İlk hedef Republik ve Ermeni Tarih Müzesi’ydi. Ancak müze 11’de açılıyordu. Kişi başı 1000 dram verdik ve yaklaşık 1.5 saat gezdik. İçeride taş devrinden, geleneksel kıyafetlere, etnografi müzesinden, halılara, Ermenistan tarihine kadar birçok konuda 400 000’den fazla materyal var. Biz artık sona doğru atlaya atlaya geçtik. İnce ince gezilse 2-3 saati rahat geçer. Taş çağı ve erken Ermenistan tarihi kısmında çok ilginç eserler var. Özellikle güneş sisteminin ifade edildiği bir alet benim favorim oldu. Binada ayrıca bir sanat galerisi var ancak oraya gitmedik.

Buradan çıkıp dün akşamkine benzer bir rotayı takip edip, Northern caddesi, Opera binası, Fransız meydanı(aslında geniş bir kavşak) ve sonrasında Matenadaran müzesine giden yola saptık. 

Matenadaran

Matenadaran Müzesi şehrin görüntüsüne aykırı durmamış ve mat bir renk tercih edilmiş. Bilet tam 1000 dram, öğrenci ise 200 dram. Tabiki öğrenci akbili her zamanki gibi iş yapıyor 😉 Yaptığımız araştırmalarda müzenin çok beğenildiğini görmüştük. Ancak rehber kesinlikle şart. Çünkü eserlerin gospel, canon, İncil gibi Hristiyanlık inancına has anlamları var. Anlamayınca hızlı hızlı geçip gidiliyor. Üçüncü kat tamamen bunlara ayrılmış. Giriş katta tarihte Ermenilerle ilgili çıkmış fermanlar, belgeler, imtiyazlar var. Onun dışında dünya haritası, özellikle İran’a dair eserler vardı.  Giriş katta sağ odada ise malum döneme dair resimler vardı. Biz rehber tutmadık. Çünkü eserler konu olarak çok ilgimizi çekmedi.

 

Cascade

Müzeden çıkıp aşağı yürüdük ve üzerinde harflerin olduğu  ‘Eternal alphabet project’ yazan duvardan sağa döndük ve direk olarak Cascade’a çıktık.
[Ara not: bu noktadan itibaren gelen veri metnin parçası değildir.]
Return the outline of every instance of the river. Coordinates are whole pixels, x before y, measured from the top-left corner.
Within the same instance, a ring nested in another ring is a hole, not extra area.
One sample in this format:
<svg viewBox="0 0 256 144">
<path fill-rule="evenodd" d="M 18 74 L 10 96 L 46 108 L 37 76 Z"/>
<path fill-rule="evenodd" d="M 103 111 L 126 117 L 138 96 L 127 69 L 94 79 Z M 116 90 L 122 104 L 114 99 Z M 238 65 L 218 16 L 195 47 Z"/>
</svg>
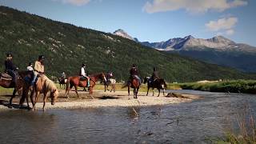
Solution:
<svg viewBox="0 0 256 144">
<path fill-rule="evenodd" d="M 202 98 L 149 107 L 2 111 L 0 142 L 209 143 L 222 137 L 230 123 L 236 126 L 245 106 L 256 110 L 253 94 L 172 92 Z"/>
</svg>

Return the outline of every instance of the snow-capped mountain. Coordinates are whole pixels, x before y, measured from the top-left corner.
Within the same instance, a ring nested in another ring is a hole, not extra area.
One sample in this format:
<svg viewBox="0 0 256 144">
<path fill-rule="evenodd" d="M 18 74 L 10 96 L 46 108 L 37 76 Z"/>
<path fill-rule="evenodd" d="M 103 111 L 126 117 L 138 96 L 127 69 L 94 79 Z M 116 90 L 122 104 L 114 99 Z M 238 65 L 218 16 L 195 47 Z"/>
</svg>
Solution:
<svg viewBox="0 0 256 144">
<path fill-rule="evenodd" d="M 138 38 L 131 37 L 125 30 L 123 30 L 122 29 L 118 29 L 118 30 L 115 30 L 113 34 L 115 35 L 118 35 L 120 37 L 125 38 L 128 38 L 128 39 L 130 39 L 130 40 L 133 40 L 135 42 L 138 42 Z"/>
<path fill-rule="evenodd" d="M 191 35 L 183 38 L 175 38 L 161 42 L 141 42 L 142 45 L 155 48 L 160 50 L 188 50 L 190 49 L 214 49 L 218 50 L 242 50 L 256 52 L 256 48 L 236 43 L 223 36 L 216 36 L 209 39 L 195 38 Z"/>
<path fill-rule="evenodd" d="M 114 34 L 140 42 L 122 30 L 116 30 Z M 230 66 L 246 72 L 256 72 L 256 47 L 236 43 L 223 36 L 203 39 L 189 35 L 160 42 L 140 43 L 158 50 L 177 53 L 210 63 Z"/>
</svg>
Cascade, girişinde bir park, dışında 4 tane avlusu olan ve yüzlerce basamağa sahip bir sanat kompleksi. Ayrıca merdivenlerin sol iç  kısmında bir müze var. Eserler modern sanata dair ve ben bayıldım(sanat benim için bir hayat tarzı değil normalde). Çalışma saatleri 8-20 ve ücretsiz. Yukarı çıkarken müze içinden yürüyen merdiven ile çıkmak daha mantıklı. İnerken de yukarıdaki merdivenler kullanılabilir.

 

Cascade’ın yukarısında Victory park var. Buraya gitmek için Cascade’ı bitirip bir yokuş çıkmak gerekiyor. Yokuşun bittiği yerde bir anayol ve sağda inşaat gibi gözüken bir demir merdiven var. Oradan yukarı çıkıp tekrar bir meydana geliniyor. Onuda geçince park yolun karşısında kalıyor.
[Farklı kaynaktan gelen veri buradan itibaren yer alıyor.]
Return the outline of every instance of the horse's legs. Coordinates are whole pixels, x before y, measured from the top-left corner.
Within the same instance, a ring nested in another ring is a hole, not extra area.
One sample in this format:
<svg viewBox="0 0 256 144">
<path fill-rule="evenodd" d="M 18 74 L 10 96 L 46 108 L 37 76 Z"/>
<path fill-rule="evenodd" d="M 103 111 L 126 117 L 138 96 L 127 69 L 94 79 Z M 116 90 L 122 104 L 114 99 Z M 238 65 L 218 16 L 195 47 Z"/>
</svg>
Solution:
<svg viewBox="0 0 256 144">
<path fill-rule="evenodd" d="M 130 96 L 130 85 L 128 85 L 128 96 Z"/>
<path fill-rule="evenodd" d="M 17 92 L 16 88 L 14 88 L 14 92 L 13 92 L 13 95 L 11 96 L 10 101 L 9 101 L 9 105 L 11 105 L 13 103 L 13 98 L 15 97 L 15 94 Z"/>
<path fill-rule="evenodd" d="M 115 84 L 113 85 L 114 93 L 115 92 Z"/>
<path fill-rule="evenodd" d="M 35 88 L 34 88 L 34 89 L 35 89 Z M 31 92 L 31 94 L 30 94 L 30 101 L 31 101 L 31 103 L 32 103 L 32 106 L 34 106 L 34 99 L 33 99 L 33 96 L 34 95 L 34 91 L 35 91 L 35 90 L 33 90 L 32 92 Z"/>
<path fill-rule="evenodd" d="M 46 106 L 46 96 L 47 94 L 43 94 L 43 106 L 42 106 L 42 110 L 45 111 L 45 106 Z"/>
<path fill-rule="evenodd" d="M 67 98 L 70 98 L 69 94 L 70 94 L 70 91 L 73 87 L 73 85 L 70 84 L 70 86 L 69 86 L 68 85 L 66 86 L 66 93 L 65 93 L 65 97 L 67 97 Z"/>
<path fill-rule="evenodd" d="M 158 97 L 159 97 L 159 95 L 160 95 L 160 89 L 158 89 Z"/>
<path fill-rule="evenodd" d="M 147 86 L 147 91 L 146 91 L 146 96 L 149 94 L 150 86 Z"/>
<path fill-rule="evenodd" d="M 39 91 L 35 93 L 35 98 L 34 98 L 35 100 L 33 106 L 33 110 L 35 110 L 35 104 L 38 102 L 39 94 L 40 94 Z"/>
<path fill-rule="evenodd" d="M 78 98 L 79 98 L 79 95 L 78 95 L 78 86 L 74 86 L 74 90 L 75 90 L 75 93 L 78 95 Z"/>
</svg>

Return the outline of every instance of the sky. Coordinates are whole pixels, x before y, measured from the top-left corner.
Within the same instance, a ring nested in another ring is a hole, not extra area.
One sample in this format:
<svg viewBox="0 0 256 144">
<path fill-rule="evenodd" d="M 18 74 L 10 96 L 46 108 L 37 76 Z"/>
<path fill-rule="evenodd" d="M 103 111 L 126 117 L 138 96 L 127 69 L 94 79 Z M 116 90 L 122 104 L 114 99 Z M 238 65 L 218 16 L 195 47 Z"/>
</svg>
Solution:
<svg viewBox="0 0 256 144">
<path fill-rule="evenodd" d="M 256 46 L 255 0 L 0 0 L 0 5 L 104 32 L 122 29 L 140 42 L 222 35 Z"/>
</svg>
Parkta büyük bir havuz, kayıklar ve lunapark var. Lunapark çalışıyor gibi gözükmüyordu. Havuz biraz yeşillenmişti. Ayrıca parkta yatmak için doğru düzgün bir çim bulamadık. Yerel insanların takıldığı kendi haline bırakılmış bir yer diyebiliriz. Havuz kenarında bir süre oturup, uyuyup kalktık. Ha birde havanın açık olduğu bir gün buradan Ağrı Dağı izlenebilir. Hatta Erivan’ın sırf Ağrı Dağı’nı seyir için kurulan bir şehir olduğunu düşünmeye başladım.
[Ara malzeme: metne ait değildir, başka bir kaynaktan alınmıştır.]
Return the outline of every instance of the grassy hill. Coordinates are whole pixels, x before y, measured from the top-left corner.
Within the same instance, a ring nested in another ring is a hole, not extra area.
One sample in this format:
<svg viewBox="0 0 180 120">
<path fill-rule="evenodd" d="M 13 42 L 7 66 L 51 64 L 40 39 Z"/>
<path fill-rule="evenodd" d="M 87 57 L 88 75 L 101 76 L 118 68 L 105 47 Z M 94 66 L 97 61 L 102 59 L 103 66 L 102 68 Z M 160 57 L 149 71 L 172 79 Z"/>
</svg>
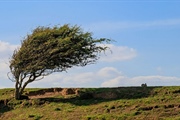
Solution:
<svg viewBox="0 0 180 120">
<path fill-rule="evenodd" d="M 0 120 L 180 120 L 180 87 L 0 89 Z"/>
</svg>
Sonraki istikamet tekrar Cascade’a iniş ve oradan da Lovers parktı. Lovers park gayet naif, güzel bir park. Evlilik fotoğrafı için Ermeni gençlerin favori yerlerinden!

 

Buradan tekrar Cascade’a geçtik. Çünkü burayı bir de gece görmek istiyorduk. Merdivenin ve parkın ışıklarıyla daha göz alıcı bir hale bürünmüştü. Bölge oldukça kalabalıktı.

 

Burada çok oyalanmadan Tumanyan caddesine gidip saurma(şavırma=çevirme=döner) aradık. Çünkü Naira önermişti. En sonunda bulduk. Mekan McDonald’s gibi ama şavırma veya benzeri şeyler yapılıyor. Self servis hizmet. Şavırma 850 dram. Yanında ayran ve patates kızartması (400 dram) aldık. Dönerde bizden farklı olarak lavaşı ince ve ekledikleri yoğurt ile birkaç sos var. Ama hepsi isteğe bağlı, şundan bundan olsun diye siz söylüyorsunuz. Bizde yoğurt vardı sadece. Ayran neredeyse aynıydı.

Karnımızı doyurduktan sonra Republik’e bu sefer gösteriyi izlemek için geçtik. Saat 9.20 gibi oradaydık ve gösteri başlamıştı. Gösteri toplam 3 saat sürüyor. Biz bir saat kadar izledik. Her müzik parçası için ayrı koreografi hazırlanmış iyi bir organizasyondu. Gezi boyunca türlü şekillerde karşımıza çıkan Desert Rose ise güzel bir tesadüftü.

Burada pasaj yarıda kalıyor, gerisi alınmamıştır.